Der Teich soll halb um den Baum gehen. Ob die Folie Falten hat is mir Wurst,  wird eh irgendwie versteckt. Der Baum ist da nich das Problem ob er stehen bleibt. Den kann ich auch als Baumstumpf dekorativ mit einbeziehen.  Hab mir so richtig noch keine Gedanken deswegen gemacht. 

Torsten


----------



## lambojaeger (17. Okt. 2008)

*AW: Darf ich jetzt mal mein Projekt vorstellen?*

Hallo Pammler,

ich hab deinen geplanten Teich erst jetzt gesehen. Besteht die Möglichkeit deinerseits ein Bild mit deiner Planung einzustellen, das einen größeren Teil des Gartens zeigt. So zur besseren Übersicht.Ich kann mir einen Teich auf solch einem kleinen Ausschnitt nur schwerlich vorstellen und würde gerne sehen, wie er in die Landschaft passt.

Gruss Thomas


----------



## Pammler (17. Okt. 2008)

*AW: Darf ich jetzt mal mein Projekt vorstellen?*

   


EinTeil der Konifere ist schon weg, aber der hohe Teil in der Mitte bleibt, der rest wird "Steingarten". Ich weiß::crazy  ich hätte mehr Platz!

Torsten


----------



## Pammler (18. Okt. 2008)

*AW: Darf ich jetzt mal mein Projekt vorstellen?*

Hab heut nochmal ein Bild gemacht:


----------



## ziemlicherneuling (18. Okt. 2008)

*AW: Darf ich jetzt mal mein Projekt vorstellen?*

Tja Torsten,
du hättest echt Platz... aber das weißt du ja selber. Ich könnte fast neidisch werden bei diesen Parkähnlichen Weiten  

LG Eva


----------



## lambojaeger (22. Okt. 2008)

*AW: Darf ich jetzt mal mein Projekt vorstellen?*

Hi Torsten,

ich denke, das sieht ganz gut aus in deinem Garten.
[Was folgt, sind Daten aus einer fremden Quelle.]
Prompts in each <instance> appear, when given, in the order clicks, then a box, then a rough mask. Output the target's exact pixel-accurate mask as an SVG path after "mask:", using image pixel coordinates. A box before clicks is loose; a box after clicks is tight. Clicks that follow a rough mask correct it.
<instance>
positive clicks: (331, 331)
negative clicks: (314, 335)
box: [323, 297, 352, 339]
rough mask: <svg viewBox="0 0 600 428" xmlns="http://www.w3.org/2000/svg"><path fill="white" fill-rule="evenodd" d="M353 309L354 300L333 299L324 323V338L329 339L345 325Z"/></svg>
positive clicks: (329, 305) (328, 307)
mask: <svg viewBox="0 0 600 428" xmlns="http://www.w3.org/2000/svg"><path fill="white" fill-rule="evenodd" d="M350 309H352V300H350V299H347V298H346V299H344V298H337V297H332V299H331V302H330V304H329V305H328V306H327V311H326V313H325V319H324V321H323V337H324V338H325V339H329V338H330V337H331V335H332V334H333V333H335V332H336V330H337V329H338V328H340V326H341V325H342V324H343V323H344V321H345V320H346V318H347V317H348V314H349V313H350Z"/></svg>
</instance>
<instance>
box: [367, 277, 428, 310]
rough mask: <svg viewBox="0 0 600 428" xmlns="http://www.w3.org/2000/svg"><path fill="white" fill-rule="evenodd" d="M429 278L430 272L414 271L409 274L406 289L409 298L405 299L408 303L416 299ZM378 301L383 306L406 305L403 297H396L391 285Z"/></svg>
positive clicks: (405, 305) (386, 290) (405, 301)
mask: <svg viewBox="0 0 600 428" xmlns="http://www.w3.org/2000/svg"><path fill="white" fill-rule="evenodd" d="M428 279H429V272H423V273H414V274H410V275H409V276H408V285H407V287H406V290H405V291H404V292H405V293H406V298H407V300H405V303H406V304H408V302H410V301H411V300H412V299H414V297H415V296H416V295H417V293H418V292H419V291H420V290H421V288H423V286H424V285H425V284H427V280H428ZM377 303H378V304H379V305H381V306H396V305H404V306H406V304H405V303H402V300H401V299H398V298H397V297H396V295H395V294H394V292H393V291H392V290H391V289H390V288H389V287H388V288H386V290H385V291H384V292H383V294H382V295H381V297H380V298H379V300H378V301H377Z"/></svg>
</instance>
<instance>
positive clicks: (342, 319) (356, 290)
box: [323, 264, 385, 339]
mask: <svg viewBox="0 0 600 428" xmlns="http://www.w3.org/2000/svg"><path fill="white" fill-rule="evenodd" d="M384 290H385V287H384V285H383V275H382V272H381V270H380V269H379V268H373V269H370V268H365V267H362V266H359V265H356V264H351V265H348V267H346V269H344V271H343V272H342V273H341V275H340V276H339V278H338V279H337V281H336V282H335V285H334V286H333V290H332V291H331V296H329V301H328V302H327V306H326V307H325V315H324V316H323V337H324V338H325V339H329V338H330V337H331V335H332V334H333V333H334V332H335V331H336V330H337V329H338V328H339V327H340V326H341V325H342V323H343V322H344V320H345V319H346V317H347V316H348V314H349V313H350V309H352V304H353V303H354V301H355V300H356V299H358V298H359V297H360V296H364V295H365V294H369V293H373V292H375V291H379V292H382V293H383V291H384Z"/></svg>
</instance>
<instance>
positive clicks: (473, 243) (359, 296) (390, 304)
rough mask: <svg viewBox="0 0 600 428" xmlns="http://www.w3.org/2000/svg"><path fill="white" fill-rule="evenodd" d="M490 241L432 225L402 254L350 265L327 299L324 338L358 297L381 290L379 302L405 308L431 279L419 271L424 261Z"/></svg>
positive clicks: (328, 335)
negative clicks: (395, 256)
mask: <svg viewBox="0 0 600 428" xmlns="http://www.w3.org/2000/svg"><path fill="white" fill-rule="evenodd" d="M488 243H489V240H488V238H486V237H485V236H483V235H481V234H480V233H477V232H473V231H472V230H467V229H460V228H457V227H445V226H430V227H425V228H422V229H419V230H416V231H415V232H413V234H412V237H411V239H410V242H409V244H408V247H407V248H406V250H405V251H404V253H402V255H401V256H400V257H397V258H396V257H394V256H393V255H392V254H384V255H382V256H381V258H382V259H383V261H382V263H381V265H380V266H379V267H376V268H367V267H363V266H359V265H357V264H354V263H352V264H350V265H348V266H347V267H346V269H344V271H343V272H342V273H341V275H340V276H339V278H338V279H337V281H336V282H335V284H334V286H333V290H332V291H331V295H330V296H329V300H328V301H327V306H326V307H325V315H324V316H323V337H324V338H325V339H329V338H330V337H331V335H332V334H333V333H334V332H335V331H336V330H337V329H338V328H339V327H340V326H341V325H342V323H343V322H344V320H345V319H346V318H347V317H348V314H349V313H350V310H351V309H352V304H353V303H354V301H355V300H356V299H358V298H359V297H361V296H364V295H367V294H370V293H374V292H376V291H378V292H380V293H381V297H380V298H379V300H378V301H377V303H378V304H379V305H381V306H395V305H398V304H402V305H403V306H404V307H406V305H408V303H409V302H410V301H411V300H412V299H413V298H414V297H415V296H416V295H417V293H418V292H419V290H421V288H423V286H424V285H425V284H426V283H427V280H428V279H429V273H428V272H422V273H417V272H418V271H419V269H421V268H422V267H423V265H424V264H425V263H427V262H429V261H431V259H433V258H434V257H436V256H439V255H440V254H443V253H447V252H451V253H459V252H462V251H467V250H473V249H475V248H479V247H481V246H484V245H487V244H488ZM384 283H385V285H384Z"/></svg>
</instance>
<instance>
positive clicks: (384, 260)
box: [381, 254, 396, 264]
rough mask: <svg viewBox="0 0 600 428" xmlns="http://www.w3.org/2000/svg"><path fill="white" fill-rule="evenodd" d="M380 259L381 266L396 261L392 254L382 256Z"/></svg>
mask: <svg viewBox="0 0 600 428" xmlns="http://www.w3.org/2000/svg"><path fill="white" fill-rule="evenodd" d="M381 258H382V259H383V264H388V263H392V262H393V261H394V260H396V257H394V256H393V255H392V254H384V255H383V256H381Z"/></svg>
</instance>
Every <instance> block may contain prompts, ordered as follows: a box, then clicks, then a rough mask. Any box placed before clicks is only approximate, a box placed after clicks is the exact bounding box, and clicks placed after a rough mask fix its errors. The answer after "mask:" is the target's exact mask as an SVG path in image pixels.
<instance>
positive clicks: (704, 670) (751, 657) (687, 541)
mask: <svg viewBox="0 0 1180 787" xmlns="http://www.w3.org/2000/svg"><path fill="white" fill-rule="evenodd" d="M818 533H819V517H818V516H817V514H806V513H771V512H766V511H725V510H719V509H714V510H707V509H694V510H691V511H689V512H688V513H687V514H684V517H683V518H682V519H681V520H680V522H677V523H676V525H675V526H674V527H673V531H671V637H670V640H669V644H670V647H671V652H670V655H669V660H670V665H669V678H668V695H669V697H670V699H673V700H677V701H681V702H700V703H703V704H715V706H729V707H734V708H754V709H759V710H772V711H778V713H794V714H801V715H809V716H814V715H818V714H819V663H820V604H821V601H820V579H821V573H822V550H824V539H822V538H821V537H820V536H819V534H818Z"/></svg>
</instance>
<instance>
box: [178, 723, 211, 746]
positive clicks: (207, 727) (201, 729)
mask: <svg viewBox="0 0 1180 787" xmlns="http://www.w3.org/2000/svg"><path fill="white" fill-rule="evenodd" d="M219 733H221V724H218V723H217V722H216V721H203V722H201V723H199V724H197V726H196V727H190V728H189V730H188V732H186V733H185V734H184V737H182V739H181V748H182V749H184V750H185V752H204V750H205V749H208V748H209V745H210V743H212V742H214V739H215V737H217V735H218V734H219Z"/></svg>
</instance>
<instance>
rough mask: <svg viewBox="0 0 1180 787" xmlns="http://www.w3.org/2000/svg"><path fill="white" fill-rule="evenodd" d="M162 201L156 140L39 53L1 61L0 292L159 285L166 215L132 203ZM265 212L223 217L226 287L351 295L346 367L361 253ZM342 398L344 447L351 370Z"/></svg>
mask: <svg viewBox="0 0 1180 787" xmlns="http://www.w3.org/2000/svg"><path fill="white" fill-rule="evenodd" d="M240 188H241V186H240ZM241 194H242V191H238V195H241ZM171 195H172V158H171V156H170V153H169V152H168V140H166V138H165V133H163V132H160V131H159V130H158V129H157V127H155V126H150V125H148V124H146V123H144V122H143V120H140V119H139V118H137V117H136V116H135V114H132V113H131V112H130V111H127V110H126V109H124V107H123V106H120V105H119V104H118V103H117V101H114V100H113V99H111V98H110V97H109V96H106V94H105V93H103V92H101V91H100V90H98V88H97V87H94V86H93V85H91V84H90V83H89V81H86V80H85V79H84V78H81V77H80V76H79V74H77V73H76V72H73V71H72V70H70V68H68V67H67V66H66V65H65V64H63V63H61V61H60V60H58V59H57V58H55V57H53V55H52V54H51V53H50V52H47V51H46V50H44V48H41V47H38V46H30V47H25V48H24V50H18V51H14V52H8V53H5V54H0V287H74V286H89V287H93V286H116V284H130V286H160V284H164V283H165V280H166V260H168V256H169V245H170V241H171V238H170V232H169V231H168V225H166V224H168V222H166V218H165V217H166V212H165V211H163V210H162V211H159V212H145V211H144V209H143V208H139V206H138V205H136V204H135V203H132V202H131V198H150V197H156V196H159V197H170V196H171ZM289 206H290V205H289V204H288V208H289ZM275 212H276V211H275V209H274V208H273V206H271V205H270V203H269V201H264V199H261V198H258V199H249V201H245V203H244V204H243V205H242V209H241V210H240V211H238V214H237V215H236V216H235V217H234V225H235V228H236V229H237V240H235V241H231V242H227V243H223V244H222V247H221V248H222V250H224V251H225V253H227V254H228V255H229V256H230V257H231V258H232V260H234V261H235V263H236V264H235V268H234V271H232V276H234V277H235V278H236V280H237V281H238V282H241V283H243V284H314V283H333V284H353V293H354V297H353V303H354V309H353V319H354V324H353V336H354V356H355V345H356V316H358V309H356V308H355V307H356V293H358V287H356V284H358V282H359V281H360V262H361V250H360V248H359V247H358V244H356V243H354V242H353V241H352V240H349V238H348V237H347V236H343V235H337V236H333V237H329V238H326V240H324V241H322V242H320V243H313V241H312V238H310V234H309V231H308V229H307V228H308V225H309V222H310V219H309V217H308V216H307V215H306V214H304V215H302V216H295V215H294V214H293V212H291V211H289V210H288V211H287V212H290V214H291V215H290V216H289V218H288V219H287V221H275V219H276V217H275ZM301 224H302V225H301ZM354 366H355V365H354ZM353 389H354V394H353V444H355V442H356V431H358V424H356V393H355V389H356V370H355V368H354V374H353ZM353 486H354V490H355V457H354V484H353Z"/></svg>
Ich persönlich habe allerdings wie einige andere hier nur meine Probleme mit dem Wurzelwerk des toten Baumes. Mein Vorschlag wäre, wenn du einen Baum oder ein Gehölz auf einer Insel oder Halbinsel willst, dann hau ihn um, grab die Wurzeln so weit es geht aus, modelliere eine Insel mit Wurzelsperre drumherum und setz dir ein schönes Gehölz obenauf. Sieht mit Sicherheit besser aus, als die tote Vogelscheuche als Baum.

Gruss Thomas


----------



## Pammler (22. Okt. 2008)

*AW: Darf ich jetzt mal mein Projekt vorstellen?*

   ---Auf den Baum kommt oben noch ein Wagenrad---
---und dann baut ein Storch dort ein Nest---
---und frisst die Fösche aus meinem Teich!    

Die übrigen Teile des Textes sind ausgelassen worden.